Так всей компанией и направились они к кафе “Закрома”, куда сразу же мы их и проводим.

Пред выходом же из магазина Миша расплатился за купленную книгу, которую поместил в аккуратный кожаный портфельчик с золотистого цвета ручкою, и сам же портфельчик был мягко коричневый, с глубокими врезами по его поверхности, словно бы это живая ещё и грубоватая кожа, но блестевший при малейшем свете, этот портфельчик закрывался на застёжку, кажется на магните – не разбираюсь я вполне в этих портфельчиках!

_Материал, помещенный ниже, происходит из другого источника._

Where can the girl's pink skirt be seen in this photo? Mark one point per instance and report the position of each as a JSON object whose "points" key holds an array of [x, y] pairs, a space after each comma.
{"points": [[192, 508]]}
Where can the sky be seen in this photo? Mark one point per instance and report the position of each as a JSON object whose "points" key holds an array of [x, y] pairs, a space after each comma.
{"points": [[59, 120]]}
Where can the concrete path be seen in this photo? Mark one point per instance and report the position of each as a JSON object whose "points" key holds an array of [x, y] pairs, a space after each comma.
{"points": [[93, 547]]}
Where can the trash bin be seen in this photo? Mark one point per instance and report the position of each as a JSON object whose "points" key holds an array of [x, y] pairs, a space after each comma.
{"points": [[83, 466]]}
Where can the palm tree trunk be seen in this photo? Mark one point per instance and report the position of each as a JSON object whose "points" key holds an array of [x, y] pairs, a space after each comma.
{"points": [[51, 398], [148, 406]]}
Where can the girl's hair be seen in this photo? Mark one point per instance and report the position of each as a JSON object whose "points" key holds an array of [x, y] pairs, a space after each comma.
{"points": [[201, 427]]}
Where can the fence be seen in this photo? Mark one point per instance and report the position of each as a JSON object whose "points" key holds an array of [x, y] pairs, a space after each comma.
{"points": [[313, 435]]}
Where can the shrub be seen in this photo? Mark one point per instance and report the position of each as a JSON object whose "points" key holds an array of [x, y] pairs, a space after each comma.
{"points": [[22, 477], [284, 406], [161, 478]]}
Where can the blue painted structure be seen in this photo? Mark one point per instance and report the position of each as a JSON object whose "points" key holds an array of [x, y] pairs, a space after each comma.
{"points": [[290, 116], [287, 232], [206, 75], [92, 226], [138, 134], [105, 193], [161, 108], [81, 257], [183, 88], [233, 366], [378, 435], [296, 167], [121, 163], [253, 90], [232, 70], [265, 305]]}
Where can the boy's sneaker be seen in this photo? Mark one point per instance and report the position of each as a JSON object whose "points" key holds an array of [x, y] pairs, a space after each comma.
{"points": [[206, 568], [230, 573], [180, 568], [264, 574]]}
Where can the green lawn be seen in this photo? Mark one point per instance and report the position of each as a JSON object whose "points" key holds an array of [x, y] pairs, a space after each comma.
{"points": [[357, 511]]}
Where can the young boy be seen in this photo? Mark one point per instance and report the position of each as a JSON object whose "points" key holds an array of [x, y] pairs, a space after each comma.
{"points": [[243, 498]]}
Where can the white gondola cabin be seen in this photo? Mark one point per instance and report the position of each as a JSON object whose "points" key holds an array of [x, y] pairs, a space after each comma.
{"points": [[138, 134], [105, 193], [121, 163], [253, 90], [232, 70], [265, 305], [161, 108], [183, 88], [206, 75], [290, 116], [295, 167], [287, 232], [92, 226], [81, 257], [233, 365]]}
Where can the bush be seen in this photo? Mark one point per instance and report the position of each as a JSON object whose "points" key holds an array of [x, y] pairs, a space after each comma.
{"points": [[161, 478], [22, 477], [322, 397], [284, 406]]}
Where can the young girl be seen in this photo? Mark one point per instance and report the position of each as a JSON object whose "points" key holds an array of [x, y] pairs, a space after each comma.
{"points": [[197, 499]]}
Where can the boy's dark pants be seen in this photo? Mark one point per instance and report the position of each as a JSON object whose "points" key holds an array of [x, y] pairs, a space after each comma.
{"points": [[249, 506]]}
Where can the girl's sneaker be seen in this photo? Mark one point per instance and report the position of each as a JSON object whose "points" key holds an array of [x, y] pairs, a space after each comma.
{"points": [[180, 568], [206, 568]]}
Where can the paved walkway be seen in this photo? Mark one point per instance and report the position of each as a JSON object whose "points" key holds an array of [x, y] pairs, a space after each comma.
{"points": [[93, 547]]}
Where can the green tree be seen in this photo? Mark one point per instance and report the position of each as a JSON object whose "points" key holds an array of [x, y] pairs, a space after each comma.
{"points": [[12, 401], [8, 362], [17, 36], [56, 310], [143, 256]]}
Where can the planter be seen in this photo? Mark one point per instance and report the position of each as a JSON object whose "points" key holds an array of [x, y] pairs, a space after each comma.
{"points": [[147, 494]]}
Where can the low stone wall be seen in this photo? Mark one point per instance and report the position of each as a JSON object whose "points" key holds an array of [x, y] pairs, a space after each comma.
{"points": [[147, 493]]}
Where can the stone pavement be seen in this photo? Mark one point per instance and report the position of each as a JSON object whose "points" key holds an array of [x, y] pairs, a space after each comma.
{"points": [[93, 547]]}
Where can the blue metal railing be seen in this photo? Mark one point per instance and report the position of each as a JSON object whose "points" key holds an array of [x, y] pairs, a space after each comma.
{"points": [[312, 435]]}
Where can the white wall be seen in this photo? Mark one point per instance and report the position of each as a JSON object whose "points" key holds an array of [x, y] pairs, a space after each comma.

На улице было вполне морозно, почему по всей дороге до кафе новоиспечённые друзья разговаривали, отворачиваясь от ветра, дувшего в лицо, и говоря сквозь шарфы либо заслоняв воротником одетого верхнего белья.

Уже начало смеркаться, и пред входом в кафе они стряхивали снег и обивали обувь от оного же, а войдя их обдуло теплым воздухом, и смесь различных запахов наполнила их ноздри:

- Хорошо местечко! – удивился Степан, следуя за Мишкой и Лёхой, шедших к гардеробу, - обстановочка ничего себе, - продолжал он, разглядывая полы и потолок и столбы деревянные, покрытые лаком, а вся обстановка была такая, будто попал в какой-то недостроенный погребок, стены были сделаны так, что казалось выложены они кирпичом, которым и были обложены, а для придания особого эффекту ещё покрыты тоже лаком или чем иным, но оставлявшем чувство лёгкой неустроенности вкупе с приятным ощущением тепла, которое тем паче осязаемо было среди царящего здесь полумрака.

Очнулся от осматривания Степан только когда Лёха толкнул его в бок:

- Ты чё, уснул что ли? Пойдём, Михан уже занял столик.

- Ща, только сдам одежду.

- Ну давай, только шевелись. Будь пошустрей хоть чуток, а то видок у тебя плоховат: не умрёшь ли, - улыбнулся Лёха, оскаля свои зубы.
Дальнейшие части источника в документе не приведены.